The long-awaited revised Transfer of Undertakings (Protection of Employment) Regulations 2006 (Tupe 2006) have finally been published – and come into force on 6 April 2006. They will replace the 1981 version in its entirety.
Some of the changes are welcome, such as the clarification of the position on changes to terms and conditions and transfer-related dismissals; and some are sensible, such as introducing joint and several liability for failure to inform and consult. However, certain of the new provisions seem somewhat impractical. I am talking, in particular, about the requirement to provide ’employee liability information’.
Employee liability information has been defined to include the identity, age, written particulars of employment, applicable collective agreements, details of grievances raised or disciplinary action taken in the preceding two years, and claims brought against the transferor in the past two years, or which the transferor has reasonable grounds to believe might be brought. This information has to be provided, or made available, in most cases two weeks before the date of the transfer.
In its impact assessment, the Government suggested it would take a manager half a day to gather this information together. That might be the case if only 20 or 30 employees were transferring, but what if there are 1,000, or even 10,000? You might hope that most of the information would be on an employee’s personnel file – but not all of it will be. In particular, as any HR practitioner will know, HR best practice suggests that notices of disciplinary action are removed from an employee’s file after 12 months. Transferors will therefore be under an obligation to provide information that previous best practice suggests they should no longer have. In order to comply in future, employers will have to keep a separate note of all expired disciplinary notices for a further year.

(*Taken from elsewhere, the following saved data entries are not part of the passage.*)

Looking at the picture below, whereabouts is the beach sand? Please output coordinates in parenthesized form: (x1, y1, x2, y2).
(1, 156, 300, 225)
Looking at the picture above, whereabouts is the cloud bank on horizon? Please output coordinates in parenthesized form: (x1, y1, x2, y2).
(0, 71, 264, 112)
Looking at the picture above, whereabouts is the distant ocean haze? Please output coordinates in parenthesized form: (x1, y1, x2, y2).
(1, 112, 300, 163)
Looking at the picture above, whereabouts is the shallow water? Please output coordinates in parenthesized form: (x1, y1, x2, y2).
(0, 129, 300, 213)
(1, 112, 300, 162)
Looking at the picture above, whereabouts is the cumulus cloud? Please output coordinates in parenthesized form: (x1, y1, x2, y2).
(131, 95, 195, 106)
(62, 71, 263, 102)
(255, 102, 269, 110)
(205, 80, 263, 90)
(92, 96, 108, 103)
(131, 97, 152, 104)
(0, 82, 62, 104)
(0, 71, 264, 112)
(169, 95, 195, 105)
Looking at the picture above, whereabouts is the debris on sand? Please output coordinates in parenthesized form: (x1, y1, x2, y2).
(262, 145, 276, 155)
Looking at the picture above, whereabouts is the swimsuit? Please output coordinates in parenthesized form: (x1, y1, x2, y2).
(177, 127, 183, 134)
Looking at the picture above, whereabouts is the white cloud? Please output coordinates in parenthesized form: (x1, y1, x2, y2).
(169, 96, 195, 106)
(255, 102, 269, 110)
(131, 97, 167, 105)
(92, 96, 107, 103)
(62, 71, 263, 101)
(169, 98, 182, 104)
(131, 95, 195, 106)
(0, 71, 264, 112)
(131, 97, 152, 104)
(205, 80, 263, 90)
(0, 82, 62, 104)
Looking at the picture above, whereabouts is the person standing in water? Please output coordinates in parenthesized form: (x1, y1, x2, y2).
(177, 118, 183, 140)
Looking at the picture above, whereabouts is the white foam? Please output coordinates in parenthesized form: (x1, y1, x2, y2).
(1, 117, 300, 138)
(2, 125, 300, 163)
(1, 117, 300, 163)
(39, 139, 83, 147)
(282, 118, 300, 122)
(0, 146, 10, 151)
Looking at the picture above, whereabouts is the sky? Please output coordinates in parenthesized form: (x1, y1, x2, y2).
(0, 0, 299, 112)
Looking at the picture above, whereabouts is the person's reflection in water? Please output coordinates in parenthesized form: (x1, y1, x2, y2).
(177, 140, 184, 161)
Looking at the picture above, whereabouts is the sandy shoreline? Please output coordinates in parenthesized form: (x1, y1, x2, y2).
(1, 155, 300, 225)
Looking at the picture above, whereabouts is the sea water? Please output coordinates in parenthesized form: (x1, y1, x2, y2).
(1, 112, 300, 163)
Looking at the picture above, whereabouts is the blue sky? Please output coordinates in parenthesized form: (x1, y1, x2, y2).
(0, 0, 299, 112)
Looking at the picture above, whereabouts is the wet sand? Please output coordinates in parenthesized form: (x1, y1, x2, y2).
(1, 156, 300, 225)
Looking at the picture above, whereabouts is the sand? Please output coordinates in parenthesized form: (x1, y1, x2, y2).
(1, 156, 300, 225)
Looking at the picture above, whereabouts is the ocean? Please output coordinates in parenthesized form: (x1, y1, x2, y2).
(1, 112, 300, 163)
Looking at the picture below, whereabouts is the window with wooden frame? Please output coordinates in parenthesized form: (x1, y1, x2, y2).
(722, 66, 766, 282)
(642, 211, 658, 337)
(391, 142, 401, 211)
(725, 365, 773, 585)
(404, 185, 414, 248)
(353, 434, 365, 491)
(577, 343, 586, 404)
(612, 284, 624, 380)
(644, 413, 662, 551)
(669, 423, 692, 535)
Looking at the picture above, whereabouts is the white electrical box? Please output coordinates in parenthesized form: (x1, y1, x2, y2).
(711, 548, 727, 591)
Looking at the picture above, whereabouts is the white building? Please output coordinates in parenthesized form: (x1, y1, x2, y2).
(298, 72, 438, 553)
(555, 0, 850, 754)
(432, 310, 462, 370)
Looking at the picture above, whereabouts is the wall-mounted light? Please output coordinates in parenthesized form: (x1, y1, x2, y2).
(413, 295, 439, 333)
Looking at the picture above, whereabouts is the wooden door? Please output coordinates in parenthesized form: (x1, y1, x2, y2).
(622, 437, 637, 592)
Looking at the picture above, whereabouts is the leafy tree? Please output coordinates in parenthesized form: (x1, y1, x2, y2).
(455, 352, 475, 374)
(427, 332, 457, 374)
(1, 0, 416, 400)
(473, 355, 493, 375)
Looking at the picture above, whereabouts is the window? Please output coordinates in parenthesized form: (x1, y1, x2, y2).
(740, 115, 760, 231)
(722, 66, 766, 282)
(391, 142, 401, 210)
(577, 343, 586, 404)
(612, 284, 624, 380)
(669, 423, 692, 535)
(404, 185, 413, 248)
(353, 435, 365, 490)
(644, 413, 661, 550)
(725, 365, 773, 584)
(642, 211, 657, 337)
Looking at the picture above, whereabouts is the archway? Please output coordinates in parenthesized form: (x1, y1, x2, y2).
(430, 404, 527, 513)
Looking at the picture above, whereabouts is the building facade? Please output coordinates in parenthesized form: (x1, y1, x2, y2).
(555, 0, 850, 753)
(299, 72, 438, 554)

Second, is the poor manager (in that half day) going to feel that they have to check everyone’s file to make sure the information is there? Alternatively, will they simply use that time to crate up those 10,000 personnel files and dump them on the transferee – with fingers crossed either that everything is there, or that by the time the transferee has had the chance to go through all of the files and discover whether anything is missing, the three-month time limit for bringing a claim will have expired?
On the basis of the previous draft of the new regulations, the practitioners I have spoken to, at least, were proposing simply to ignore the requirement on the basis that, where you have a transaction with a set of negotiated warranties, the parties could be left to agree between themselves what they regarded as key information and the penalty for its inaccuracy. This was because the previous draft suggested that it would be possible to contract out of the obligation, and in any event the penalty for failure to comply was limited to £75,000.
However, the guidance notes now state that the transferee and transferor will not be able to contract out of the requirement because this would “disadvantage the employees involved”. In addition, the penalty for failure to provide the information has changed to a minimum of £500 per employee (paid to the new employer, not the employee) unless the tribunal considers it just and equitable to award a lesser sum. Where there are agreed warranties between sophisticated parties with legal representation, you might hope that any award would be nominal. However, all the new regulations seem to suggest is that the commercial bargain will be taken into account to avoid double recovery – if neither the warranties nor the warranty threshold is breached, it seems an award will be made. In that case, our manager is looking at a potential minimum £5m bill for the HR files not being up to scratch.